For the past 25 years I have had a deeper interest in the four gospels than in my preceding years of adult engagement with faith, theology and spiritual life in Christ.
Among questions significant for me to explore has been the question of the relationship with John's Gospel to the Synoptic Gospels. (That is, to Matthew, Mark, and Luke which have their own differences from each other, but have much common material, and essentially present Jesus in a similar manner, as a wandering Galilean rabbi who is only engaged with Jerusalem at the end of his life.)
There are many differences between John and the Synoptics - so many that many scholars think John's Gospel was composed without knowledge of the other three gospels. My own estimation is that, actually, John did know at least one of the other gospels well, and is precisely different because he chooses to be different - different through theological/christological/pneumatological development of ideas and themes in the Synoptic Gospels so that a deeper meaning or (taking up an ancient word used to describe John's Gospel in distinction from the other gospels) or a spiritual meaning is presented in John's narration of the story of Jesus' life and teaching.

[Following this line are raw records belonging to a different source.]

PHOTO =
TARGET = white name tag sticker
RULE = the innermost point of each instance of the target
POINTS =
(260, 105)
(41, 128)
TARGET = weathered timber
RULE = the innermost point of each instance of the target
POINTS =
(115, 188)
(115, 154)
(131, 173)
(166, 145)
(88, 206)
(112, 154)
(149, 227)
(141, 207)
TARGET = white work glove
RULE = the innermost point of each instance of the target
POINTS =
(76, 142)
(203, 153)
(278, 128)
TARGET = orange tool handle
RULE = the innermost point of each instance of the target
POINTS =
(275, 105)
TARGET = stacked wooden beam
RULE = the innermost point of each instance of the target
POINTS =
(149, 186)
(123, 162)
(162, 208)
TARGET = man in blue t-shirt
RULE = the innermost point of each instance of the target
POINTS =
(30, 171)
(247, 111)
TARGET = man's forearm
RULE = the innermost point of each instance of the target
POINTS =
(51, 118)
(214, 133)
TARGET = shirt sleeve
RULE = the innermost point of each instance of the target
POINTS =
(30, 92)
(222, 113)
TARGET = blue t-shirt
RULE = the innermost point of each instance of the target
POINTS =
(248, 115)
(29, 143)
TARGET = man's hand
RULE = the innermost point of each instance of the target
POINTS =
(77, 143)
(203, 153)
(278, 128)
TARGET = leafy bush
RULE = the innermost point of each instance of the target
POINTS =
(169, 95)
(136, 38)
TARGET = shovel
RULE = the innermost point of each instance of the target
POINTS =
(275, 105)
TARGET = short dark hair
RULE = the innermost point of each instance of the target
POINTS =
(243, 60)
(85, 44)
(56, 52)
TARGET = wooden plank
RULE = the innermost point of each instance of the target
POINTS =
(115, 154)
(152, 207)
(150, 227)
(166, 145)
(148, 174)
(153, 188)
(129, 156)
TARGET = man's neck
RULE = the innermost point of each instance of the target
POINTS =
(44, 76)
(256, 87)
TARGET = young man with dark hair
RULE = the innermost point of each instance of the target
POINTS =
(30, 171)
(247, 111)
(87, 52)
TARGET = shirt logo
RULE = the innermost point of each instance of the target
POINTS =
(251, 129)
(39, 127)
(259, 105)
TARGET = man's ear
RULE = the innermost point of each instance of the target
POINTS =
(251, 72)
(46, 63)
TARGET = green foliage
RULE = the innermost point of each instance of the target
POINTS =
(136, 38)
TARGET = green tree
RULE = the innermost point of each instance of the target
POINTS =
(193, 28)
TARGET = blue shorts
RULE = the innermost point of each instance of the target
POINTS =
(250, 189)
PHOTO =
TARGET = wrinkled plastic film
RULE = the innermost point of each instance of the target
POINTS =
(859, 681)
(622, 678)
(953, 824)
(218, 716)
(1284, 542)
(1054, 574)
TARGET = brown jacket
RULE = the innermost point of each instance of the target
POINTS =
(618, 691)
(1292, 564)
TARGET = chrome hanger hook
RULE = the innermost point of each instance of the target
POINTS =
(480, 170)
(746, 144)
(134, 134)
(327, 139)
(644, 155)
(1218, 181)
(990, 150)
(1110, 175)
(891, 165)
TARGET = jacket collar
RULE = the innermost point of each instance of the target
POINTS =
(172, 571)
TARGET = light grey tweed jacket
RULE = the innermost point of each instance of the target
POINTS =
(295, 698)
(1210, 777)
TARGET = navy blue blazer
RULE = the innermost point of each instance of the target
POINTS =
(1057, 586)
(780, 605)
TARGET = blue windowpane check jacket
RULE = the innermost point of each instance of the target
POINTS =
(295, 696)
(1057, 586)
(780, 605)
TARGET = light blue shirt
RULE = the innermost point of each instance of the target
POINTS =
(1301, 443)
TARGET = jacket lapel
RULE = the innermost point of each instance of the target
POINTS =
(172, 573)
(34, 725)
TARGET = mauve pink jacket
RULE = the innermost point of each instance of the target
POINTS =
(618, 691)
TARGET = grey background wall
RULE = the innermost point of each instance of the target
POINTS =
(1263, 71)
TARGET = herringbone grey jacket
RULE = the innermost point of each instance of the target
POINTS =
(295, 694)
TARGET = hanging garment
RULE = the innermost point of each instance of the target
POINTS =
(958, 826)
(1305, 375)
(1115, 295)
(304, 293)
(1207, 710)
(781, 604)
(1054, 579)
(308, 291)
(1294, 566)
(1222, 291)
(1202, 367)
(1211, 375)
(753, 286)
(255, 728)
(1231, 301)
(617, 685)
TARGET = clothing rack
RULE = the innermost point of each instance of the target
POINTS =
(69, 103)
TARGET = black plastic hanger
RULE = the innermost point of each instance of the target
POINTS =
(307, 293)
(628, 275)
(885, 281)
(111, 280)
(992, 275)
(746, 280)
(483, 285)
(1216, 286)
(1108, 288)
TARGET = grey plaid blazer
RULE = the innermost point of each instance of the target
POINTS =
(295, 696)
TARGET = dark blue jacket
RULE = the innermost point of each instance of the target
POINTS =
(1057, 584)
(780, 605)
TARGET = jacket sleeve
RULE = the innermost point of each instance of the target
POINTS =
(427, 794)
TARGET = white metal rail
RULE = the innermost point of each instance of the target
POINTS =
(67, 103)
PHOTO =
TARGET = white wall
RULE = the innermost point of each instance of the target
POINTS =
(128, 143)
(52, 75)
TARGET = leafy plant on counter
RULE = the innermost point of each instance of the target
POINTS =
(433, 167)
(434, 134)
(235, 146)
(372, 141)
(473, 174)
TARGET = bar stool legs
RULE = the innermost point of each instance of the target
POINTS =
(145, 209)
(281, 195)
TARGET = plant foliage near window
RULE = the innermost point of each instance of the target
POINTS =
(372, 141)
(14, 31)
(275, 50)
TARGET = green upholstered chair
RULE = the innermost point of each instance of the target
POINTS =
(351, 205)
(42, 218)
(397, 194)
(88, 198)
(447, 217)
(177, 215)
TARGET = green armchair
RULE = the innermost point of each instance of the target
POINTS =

Some of this development is pretty obvious as we read through John's Gospel. For instance, within John 3 we encounter the last times the phrase "the kingdom of God" is used, henceforth to be replaced by the phrase "eternal life." In John 6 there is teaching on the meaning of the bread and wine of communion to an extent and to a depth found nowhere in the Synoptics. Throughout the whole Gospel, the meaning of the relationship between Jesus the Son and God the Father is a recurring theme, presented in a variety of ways, well beyond any talk in the Synoptics of Jesus as "the Son of God", God as "Father" or "Our Father", and Son in relationship to Father and vice versa. The whole of the Gospel of John, from the perspective of Father/Son is a development of a verse common to Matthew and Luke (Matthew 11:27/Luke 10:22).
Recently I thought of another shift. (I am not claiming to be the first to have thought of this shift - only claiming it is the first time I have thought of this particular shift.)
That shift is from Jesus talking in ways which categorise his disciples as "servants" (we could think, for instance, of passages such as Mark 10:33-37 // Matthew 18:1-5 // Luke 9:46-49; Matthew 25:14-30 // Luke 19:11-27) to "friends" (John 15: 13-15). This shift is reinforced by Jesus having special friends: Lazarus (John 11:3, 11) and "The Beloved Disciple" (John 13:23 etc).
This shift to talk of the disciples in more intimate human relationship terms than "servant" is at one with the themes in John's Gospel of the intimacy between God and Jesus (Father/Son) and the role of the Spirit as indwelling the disciples.
And, for me personally, I have been gently challenged: do I think of myself as a "friend" of Jesus (and vice versa) rather than as a "servant"?